According to the report collected from this observational study majority of the patients are with co-morbidities and is on polypharmacy. Since there is an evidence of polypharmacy the patients should be educated and guided regarding their therapies and its positive and negative consequences. In order to prevent irrational use of drugs, frequent monitoring can help the patient for better outcome. Branded drugs were prescribed more than that of the generic drugs in study. Due to polypharmacy there is a chance of drug interactions and these drug interactions can be avoided by maintaining a time gap between the administration of drugs. There were adverse drug reactions with Insulin and metformin.These adverse drug reactions can be reduced with use of drugs which got less adverse drug reactions and more therapeutic efficacy like GLP-1 agonists and Sodium-glucose transport inhibitors, a novel class of agents in treatment of DM.


The present study was aimed to analyze the prescription pattern of the diabetic patients with or without comorbidity with specific objective to determine the current trend of anti-diabetic drugs.

The study was carried out in the Mediciti hospital from October 2016 to march 2017 and the data was collected from the 235 diabetic patients associated with other comorbidities.

According to the report obtained from the study, the male patients are more prone to diabetes mellitus than females.

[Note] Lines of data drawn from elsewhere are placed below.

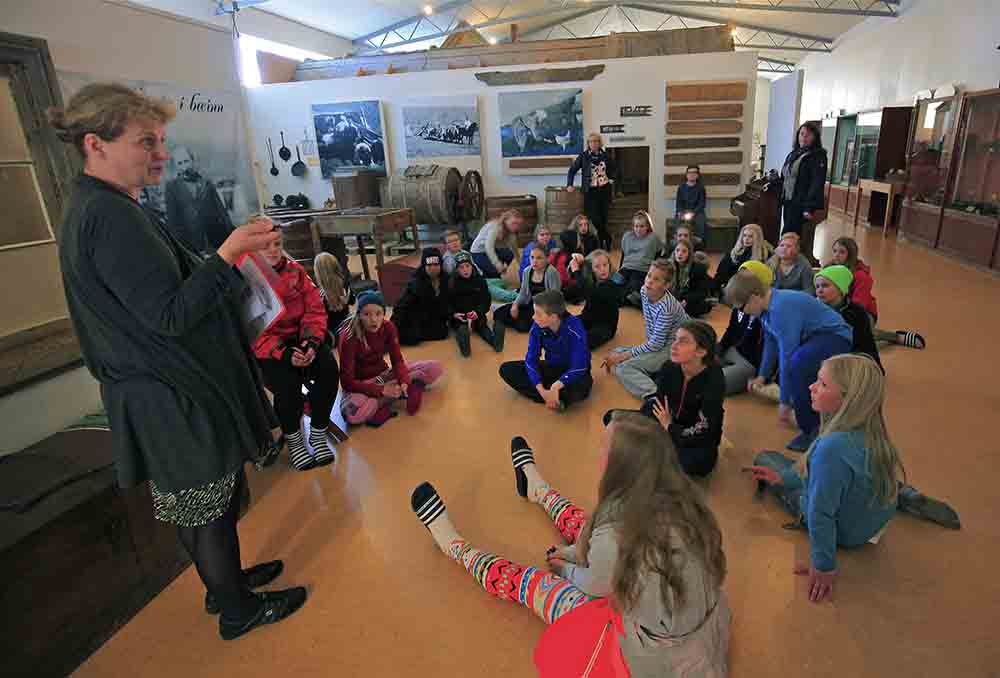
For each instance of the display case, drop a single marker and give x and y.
(971, 216)
(929, 158)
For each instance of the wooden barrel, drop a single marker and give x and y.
(430, 190)
(356, 189)
(561, 207)
(527, 205)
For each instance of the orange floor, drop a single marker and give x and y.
(385, 602)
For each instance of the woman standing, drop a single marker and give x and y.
(803, 178)
(161, 330)
(597, 168)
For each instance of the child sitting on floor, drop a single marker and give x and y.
(652, 546)
(635, 365)
(421, 314)
(469, 300)
(563, 376)
(544, 240)
(691, 283)
(371, 386)
(537, 278)
(845, 253)
(832, 286)
(639, 248)
(603, 301)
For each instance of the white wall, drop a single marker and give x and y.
(882, 62)
(625, 81)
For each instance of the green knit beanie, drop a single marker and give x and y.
(840, 276)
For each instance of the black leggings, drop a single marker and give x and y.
(215, 550)
(522, 323)
(515, 373)
(322, 378)
(596, 202)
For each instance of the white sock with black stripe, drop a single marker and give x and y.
(430, 509)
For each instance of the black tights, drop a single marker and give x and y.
(215, 550)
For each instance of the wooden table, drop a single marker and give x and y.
(889, 188)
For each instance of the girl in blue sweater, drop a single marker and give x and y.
(800, 332)
(846, 487)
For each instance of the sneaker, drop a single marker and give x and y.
(259, 575)
(274, 607)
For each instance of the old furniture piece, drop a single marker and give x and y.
(932, 145)
(80, 558)
(971, 218)
(758, 204)
(368, 222)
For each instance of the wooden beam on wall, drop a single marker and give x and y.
(708, 91)
(701, 127)
(721, 158)
(706, 111)
(680, 143)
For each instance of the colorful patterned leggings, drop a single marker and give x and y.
(549, 595)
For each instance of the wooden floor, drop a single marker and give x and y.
(384, 602)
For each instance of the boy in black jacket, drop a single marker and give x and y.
(469, 302)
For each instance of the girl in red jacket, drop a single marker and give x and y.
(845, 253)
(370, 385)
(291, 353)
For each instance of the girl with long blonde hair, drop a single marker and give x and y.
(750, 246)
(848, 485)
(651, 554)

Type 2 diabetes mellitus is widely observed where study was carried out. There is the need for change in the lifestyle of diabetic patients as per observed social habits. The diabetes patients were in the age group of 41-60 years. Hypertension affected more than 50% of diabetic patients according to the present study. The prescription pattern of antihypertensive drugs and cardiovascular drugs are based upon the guidelines and single drug was used than combination drugs by majority of the diabetic patients.

The drugs pattern of oral hypoglycemic is also based upon the National list of essential medicines (NLEM 2015) and monotherapy with metformin is widely prescribed among this subjects. Proper dose calculations of insulin have been carried out based upon the BMI levels and various other diagnostic parameters of diabetic patients (such as HbA1clevels and blood glucose levels). The blood glucose levels were properly maintained after the treatment of the disease.

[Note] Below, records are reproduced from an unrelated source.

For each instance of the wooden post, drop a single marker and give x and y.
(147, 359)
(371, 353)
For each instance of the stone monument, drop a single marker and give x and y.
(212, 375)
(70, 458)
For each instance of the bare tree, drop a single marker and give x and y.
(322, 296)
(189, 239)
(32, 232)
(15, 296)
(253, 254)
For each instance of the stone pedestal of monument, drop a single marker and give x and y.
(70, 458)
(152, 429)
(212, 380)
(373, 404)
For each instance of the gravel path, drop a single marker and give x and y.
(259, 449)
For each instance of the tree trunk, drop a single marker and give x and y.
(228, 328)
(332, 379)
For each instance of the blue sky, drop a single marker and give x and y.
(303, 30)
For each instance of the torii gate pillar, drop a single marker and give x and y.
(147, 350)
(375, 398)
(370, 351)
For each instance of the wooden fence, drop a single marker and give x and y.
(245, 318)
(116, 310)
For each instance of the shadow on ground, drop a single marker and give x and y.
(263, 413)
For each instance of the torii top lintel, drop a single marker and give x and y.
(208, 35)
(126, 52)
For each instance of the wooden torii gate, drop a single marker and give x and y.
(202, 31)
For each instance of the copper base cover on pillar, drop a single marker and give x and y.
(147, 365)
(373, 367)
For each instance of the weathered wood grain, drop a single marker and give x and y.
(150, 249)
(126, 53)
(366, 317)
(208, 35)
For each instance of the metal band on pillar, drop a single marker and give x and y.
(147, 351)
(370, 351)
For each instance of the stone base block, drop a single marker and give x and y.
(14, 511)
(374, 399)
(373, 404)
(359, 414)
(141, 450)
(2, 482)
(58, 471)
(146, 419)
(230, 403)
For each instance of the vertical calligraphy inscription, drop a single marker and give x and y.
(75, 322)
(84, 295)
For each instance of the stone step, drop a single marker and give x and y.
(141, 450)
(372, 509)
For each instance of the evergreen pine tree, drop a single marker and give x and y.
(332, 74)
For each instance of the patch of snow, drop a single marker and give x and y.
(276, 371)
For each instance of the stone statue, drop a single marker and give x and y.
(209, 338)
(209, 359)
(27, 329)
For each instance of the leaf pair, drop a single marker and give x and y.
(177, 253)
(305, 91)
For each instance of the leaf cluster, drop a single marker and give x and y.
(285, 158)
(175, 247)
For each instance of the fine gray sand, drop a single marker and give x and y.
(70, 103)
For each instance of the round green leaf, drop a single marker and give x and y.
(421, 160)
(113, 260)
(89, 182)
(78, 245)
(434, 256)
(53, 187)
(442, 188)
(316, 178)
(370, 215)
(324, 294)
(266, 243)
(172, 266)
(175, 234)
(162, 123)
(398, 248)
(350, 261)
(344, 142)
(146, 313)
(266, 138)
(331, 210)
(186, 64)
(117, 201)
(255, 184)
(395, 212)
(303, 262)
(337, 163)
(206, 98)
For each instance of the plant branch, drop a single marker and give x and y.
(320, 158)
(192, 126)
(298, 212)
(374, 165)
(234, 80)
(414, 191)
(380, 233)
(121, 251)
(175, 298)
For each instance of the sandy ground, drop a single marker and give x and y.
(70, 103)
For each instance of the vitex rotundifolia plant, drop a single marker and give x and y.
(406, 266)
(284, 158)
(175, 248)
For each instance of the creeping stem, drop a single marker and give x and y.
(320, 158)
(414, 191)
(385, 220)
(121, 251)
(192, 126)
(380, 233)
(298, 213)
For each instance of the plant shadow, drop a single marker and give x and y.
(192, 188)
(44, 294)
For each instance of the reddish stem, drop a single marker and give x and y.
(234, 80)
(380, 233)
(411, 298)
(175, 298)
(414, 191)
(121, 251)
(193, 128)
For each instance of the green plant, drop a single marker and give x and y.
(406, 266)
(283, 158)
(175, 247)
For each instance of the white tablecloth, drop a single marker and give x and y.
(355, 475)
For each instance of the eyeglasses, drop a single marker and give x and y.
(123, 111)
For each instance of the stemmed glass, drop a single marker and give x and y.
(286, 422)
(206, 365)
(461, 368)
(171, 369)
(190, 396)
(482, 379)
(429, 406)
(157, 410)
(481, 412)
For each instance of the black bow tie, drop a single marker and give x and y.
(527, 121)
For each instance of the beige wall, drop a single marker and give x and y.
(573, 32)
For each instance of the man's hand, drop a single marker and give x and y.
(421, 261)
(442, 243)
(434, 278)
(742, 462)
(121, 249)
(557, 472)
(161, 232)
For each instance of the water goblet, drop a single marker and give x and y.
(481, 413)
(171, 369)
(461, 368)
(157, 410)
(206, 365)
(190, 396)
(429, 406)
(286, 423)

The polypharmacy was high in the above study; it’s due to various co-morbidities in the diabetic patients. In order to avoid irrational use of drugs and decrease the polypharmacy, certain IV fluids and drugs which are not that essential according to patient condition (as multivitamins, analgesics & antibiotics) can be avoided in prescription. As there is the high rate of polypharmacy it may also increase the cost of the prescription. The cost of the prescription can also be minimized by using generic compared to brand names. The adverse drug reactions can be minimized by replacing the drugs with novel therapeutic agents like Glucagon-like peptide agonist, Dipeptidyl peptidase inhibitors and sodium- glucose transport inhibitors. The management of drug interactions should be done by the clinical significance and correlation.

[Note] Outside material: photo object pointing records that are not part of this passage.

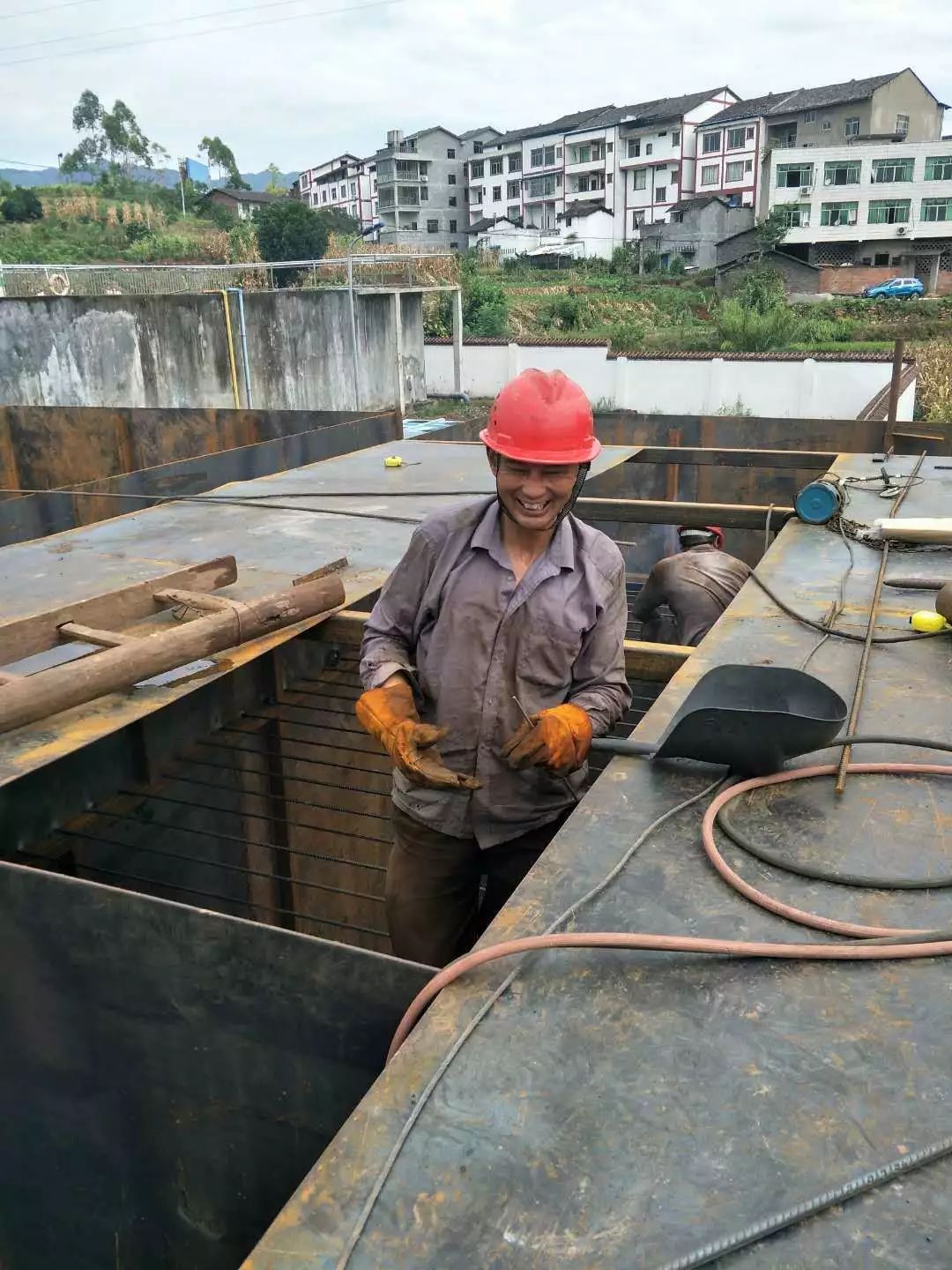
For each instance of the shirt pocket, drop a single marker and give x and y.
(545, 661)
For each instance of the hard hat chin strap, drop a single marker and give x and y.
(494, 458)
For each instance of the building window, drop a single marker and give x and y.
(792, 175)
(888, 211)
(938, 168)
(838, 213)
(796, 215)
(842, 173)
(937, 210)
(886, 170)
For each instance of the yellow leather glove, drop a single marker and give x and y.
(559, 739)
(390, 715)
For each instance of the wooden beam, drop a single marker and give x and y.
(643, 660)
(113, 609)
(700, 456)
(733, 516)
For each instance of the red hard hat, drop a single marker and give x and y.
(542, 417)
(704, 528)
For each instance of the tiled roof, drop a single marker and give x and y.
(801, 100)
(564, 123)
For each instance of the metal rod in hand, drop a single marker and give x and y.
(531, 721)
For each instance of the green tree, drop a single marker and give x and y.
(109, 138)
(22, 205)
(772, 230)
(288, 230)
(222, 161)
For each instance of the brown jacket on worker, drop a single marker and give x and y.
(695, 586)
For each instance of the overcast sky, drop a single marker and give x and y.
(299, 92)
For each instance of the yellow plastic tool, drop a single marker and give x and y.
(928, 623)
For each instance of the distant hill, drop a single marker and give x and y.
(163, 176)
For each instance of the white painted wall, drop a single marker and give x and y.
(863, 192)
(804, 389)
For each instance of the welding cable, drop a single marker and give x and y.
(836, 634)
(417, 1111)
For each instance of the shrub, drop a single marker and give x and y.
(747, 331)
(22, 205)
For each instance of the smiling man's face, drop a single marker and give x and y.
(533, 494)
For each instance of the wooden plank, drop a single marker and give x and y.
(115, 609)
(92, 635)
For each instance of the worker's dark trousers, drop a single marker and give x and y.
(433, 886)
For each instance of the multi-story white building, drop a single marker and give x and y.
(736, 145)
(346, 183)
(635, 161)
(886, 204)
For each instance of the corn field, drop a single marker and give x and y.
(933, 362)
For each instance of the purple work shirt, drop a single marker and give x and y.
(453, 612)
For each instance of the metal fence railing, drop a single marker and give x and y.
(381, 270)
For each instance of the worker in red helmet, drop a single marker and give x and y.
(695, 586)
(504, 605)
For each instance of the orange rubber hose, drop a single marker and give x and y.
(725, 947)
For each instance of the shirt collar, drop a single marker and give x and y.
(487, 537)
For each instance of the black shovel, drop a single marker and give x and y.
(747, 718)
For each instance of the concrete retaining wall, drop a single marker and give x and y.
(775, 387)
(173, 351)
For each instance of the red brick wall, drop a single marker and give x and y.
(851, 280)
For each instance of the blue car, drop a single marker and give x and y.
(895, 288)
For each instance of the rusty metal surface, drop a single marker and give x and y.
(36, 516)
(42, 447)
(167, 1074)
(271, 546)
(620, 1110)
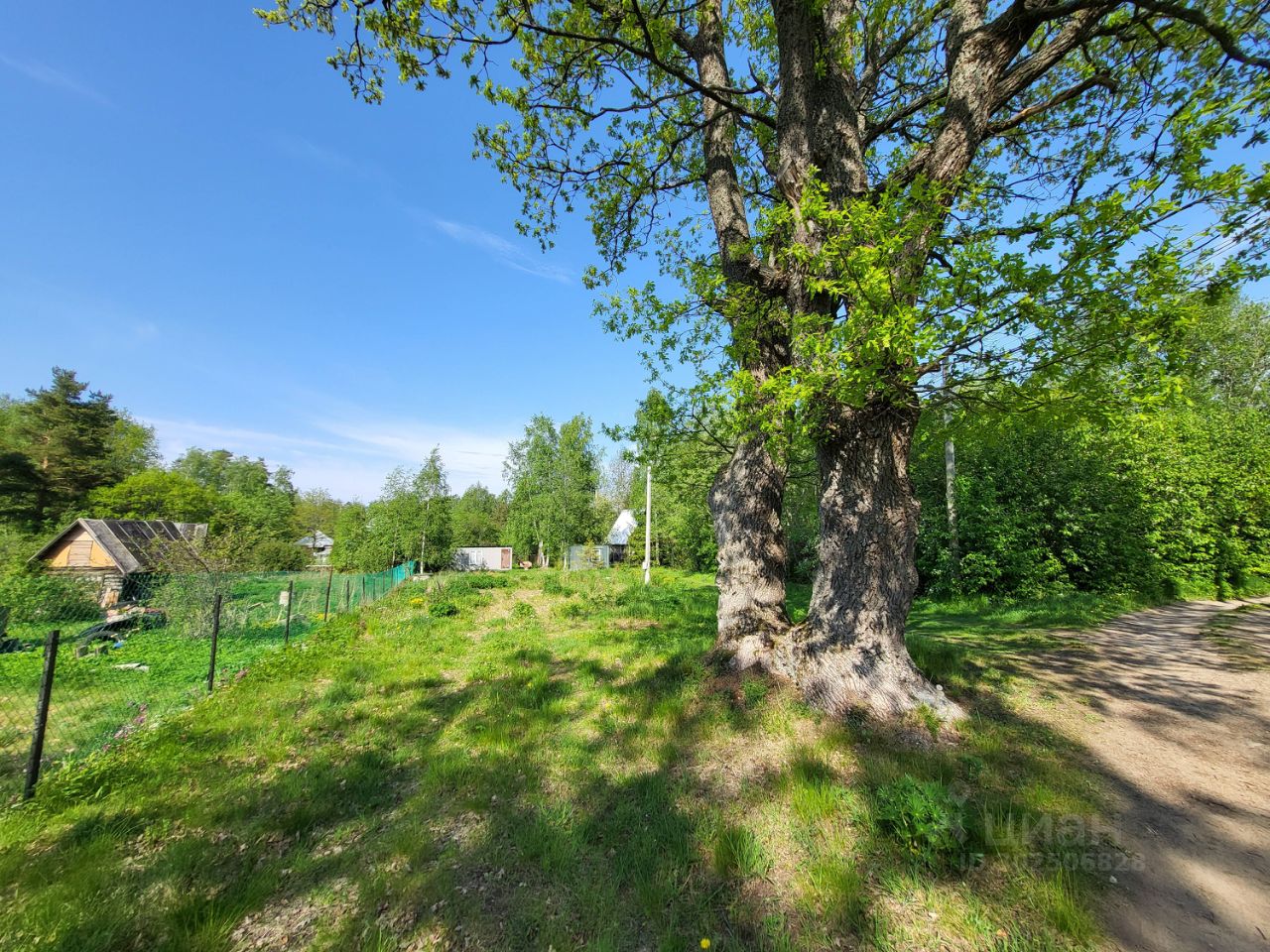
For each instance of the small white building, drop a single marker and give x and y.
(620, 535)
(483, 558)
(318, 546)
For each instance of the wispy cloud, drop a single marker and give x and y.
(348, 454)
(56, 79)
(499, 248)
(310, 151)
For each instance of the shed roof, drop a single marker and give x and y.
(132, 544)
(622, 529)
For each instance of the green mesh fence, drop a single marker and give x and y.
(122, 670)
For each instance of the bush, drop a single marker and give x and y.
(924, 817)
(36, 598)
(277, 556)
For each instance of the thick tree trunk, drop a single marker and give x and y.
(849, 653)
(746, 504)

Limitations and Future Directions


The present study did not include all the diabetic patients visited to hospital during the study period because of logical issues. Such enrollment would have given much clear data without exclusion of any patients.

There is no data base or disease registry available.

Cost of illness would have been done as previous or incidence based study.

Future directions

Prescription pattern study can be continued for few more years so that the trend could be assessed clearly averaging out year to year variations.

Incidence or prevalence based population study for cost illness can be conducted.